エピローグ
日が暮れて、学生ラウンジから人波が引いていく。ココア部とミルクティー部のメンバーは、穏やかな空気の中、祭りの後の片づけを行っていた。
僕と野呂は、公然とサボることを許されていた。部長同士、腹を割って話す時間を設けてくれたのだろう。
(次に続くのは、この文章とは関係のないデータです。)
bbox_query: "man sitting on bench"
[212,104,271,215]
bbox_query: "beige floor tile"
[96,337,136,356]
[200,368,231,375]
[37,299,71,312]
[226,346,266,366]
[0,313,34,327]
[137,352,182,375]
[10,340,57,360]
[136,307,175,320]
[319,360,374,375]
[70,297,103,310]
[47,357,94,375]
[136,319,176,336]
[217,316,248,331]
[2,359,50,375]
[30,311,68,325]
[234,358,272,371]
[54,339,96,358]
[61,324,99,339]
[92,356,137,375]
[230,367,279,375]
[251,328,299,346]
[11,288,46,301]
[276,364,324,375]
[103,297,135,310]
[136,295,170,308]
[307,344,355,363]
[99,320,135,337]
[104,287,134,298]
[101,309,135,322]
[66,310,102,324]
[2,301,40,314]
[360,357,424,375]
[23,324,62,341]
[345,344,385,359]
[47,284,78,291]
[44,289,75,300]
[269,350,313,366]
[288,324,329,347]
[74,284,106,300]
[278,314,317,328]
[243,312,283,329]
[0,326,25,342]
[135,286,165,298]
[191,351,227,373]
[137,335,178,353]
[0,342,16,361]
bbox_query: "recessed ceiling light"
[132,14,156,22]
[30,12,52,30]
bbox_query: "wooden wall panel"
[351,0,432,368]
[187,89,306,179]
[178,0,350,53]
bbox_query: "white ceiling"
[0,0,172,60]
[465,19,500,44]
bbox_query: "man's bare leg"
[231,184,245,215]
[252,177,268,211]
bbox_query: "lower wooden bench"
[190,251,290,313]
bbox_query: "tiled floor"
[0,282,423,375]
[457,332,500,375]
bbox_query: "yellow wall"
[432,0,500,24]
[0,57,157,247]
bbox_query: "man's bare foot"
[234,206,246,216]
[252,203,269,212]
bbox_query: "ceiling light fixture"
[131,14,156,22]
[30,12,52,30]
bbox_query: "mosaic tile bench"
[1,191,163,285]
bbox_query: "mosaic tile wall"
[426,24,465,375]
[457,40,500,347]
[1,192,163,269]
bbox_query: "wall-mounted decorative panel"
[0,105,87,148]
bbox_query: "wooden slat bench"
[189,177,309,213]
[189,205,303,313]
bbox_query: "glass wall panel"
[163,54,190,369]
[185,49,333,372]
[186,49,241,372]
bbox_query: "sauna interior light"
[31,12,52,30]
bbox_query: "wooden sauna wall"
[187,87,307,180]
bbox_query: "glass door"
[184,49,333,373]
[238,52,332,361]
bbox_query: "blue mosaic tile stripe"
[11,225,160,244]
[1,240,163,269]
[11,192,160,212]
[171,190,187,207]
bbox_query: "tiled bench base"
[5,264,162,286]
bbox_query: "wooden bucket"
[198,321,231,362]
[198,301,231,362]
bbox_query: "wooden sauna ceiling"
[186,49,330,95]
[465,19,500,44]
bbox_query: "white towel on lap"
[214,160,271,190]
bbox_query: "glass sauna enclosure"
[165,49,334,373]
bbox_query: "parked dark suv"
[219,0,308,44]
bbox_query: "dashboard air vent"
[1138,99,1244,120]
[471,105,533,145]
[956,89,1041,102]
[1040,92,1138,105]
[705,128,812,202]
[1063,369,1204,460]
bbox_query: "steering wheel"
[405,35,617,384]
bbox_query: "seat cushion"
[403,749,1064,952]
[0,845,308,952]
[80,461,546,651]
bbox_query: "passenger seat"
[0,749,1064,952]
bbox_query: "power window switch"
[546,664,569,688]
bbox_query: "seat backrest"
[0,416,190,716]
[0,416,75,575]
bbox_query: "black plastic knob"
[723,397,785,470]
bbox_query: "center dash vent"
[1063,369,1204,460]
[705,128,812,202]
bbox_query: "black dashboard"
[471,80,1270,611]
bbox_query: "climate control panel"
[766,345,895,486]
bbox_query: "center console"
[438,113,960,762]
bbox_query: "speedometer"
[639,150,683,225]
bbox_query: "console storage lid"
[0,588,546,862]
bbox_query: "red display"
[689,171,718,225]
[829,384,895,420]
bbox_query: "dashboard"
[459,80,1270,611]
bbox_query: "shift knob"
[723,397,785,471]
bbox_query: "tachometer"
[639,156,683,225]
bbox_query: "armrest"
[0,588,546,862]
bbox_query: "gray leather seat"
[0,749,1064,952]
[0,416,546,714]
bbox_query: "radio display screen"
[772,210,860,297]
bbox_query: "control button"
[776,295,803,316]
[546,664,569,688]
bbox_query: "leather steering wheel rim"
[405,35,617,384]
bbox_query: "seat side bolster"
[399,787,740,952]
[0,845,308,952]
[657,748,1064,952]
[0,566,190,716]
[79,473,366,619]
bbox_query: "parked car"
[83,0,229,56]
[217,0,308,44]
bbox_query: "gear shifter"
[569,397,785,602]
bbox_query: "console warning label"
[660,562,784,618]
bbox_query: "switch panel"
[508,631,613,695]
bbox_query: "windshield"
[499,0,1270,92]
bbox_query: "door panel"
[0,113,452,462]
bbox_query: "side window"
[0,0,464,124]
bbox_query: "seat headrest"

ラウンジの隅、他の部員たちとは真逆の位置に、僕と野呂はいた。テーブルについて、部員たちが紙コップを処分する様を二人して眺めていた。
「貴様には、いくら礼を言っても足りないな」
野呂がふいに、切り出した。
「これで俺は、代用品とはいえ、ココアが飲めるようになった。それに、仲間や夢の大切さというものを、貴様のおかげで思い出せた気がする」
「礼を言ってもらうことより、謝ってもらうことのほうが多いように思うけどね」
僕が冗談めかして言うと、野呂は破顔した。
「その通りだな。貴様らには悪いことをした。約束通り、ココア部は認可しよう。じいちゃんにお願いして、ココア学も復活させてやる」
「いいのかい?」
「それくらいじゃ足りないくらいだ」
申し訳なさそうに言って、野呂は目をつむった。驚きの改心ぶりである。
「貴様はもちろんのこと、あのコーヒー女にも謝らなくてはならん。父親を通報したこと……。俺にこれ以上、なにができるだろうか」
「そんなの、僕も宮本も求めてないよ」
「いや、それだと俺の気が済まないんだ」
うっとうしいくらいイイヤツになってしまった野呂に戸惑いつつ、僕はそれならと頷いた。
「だったら、お願いしたいんだけど」
「なんだ? なんでも言ってくれ」
片づけが終わったのだろう。ココア部の面々がこちらに歩いてくる。僕は横目でそれをちらりと見やると、野呂に向かって笑いかけた。
「僕たちに、おいしいミルクティーを作ってくれないかい?」
野呂は目をぱちくりさせたが、次の瞬間には短く息をついて、口元を綻ばせた。
「お安い御用だ――」
ミルクティー部編は終了です。次はレモンティー部編に進み……ません。
最後までお付き合いいただきありがとうございました。